Don’t know if this falls into the same category as the read/write messages being missing, but fluid.mds~ doesn’t seem to have a transformpoint message/option.

This would be super useful, for fitting a pre-computed reduction on a single point.

This is by design. MDS as an algorithm doesn’t really support fitting unseen data, because the process is based on the map of relative distances of the source points. Adding a new point amounts to doing the whole thing again. This is the same in scikit-learn, from where we borrowed the interface:

1 Like


So that means fluid.pca~ is the only one that will play nicely with a pre-fitted set, which can then get applied to real-time/variable input.

I guess I’ll find out soon enough, but will TSNE allow single point transforms or no? (Just to know whether to dig into PCA for the long haul, or hold out for TSNE).

(And as a side question, when @tremblap has mentioned that TSNE is “slower” does that mean in computing the fit, or also when transforming via a pre-computed fit (if it, in fact, allows that kind of behavior)?

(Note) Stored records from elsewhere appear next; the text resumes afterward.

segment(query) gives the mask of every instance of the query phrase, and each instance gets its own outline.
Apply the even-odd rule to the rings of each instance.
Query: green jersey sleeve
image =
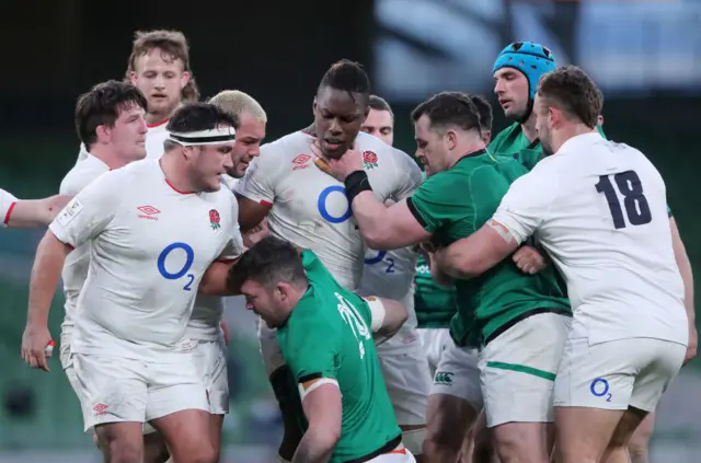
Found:
[[[313,299],[304,301],[313,303]],[[297,306],[296,311],[313,314]],[[304,315],[289,323],[284,345],[280,345],[285,361],[302,386],[309,381],[327,378],[337,380],[338,337],[330,331],[324,317]]]
[[[407,206],[424,230],[440,232],[441,244],[449,244],[474,233],[489,220],[507,189],[508,183],[494,165],[460,165],[424,182]]]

I don’t mind waiting around for a fit calculation, but trying to keep things lean-and-mean in the real-time processing chain.)

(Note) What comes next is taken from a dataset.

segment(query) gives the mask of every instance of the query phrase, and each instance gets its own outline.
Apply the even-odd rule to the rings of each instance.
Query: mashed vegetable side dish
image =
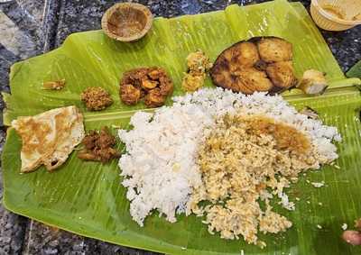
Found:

t-SNE doesn’t (in sklearn at least), which might be an argument in favour of doing ISOMAP or UMAP instead / as well by way of a nonlinear dimension reducer.

Well, t-SNE will only do fit_transform (unless there is a way of supplying new points that sklearn doesn’t implement). But it is significantly slower than PCA – but everything will be slower than PCA to some extent, because PCA is the very simplest approach to this (and hence very limited).

1 Like


So fluid.pca~ and me have a bunch of getting friendly to do.

Just re-read this. Having an option to do a transformpoint with a fancy algorithm would be handy, so consider me feature-requested!

1 Like

Sorry to simply restate what is learned here, but this is really helpful. I was getting better results with PCA anyway, so since my future entails mapping incoming points to current sets, it seems that is the best tool.


1 Like

PCA is generally a good one to start with anyway, considering how much less intensive it is. In your case, because you have a neural net involved (yes?), that can help soak up nonlinearity in the mapping

Well, as you will see from my presentation, I think it is either NN or PCA, but not really both. I would love to be proven otherwise, but at least how I have them set up, it was redundant and not effective.

Interesting! Very much looking forward…

I’ll stress repeatedly during the session on NNs that what’s effective is always dependent on the interplay between the data, the network, and the job at hand. Certainly there are cases where PCA->NN works well, but it’s bloody difficult to say much a priori about what those cases might be.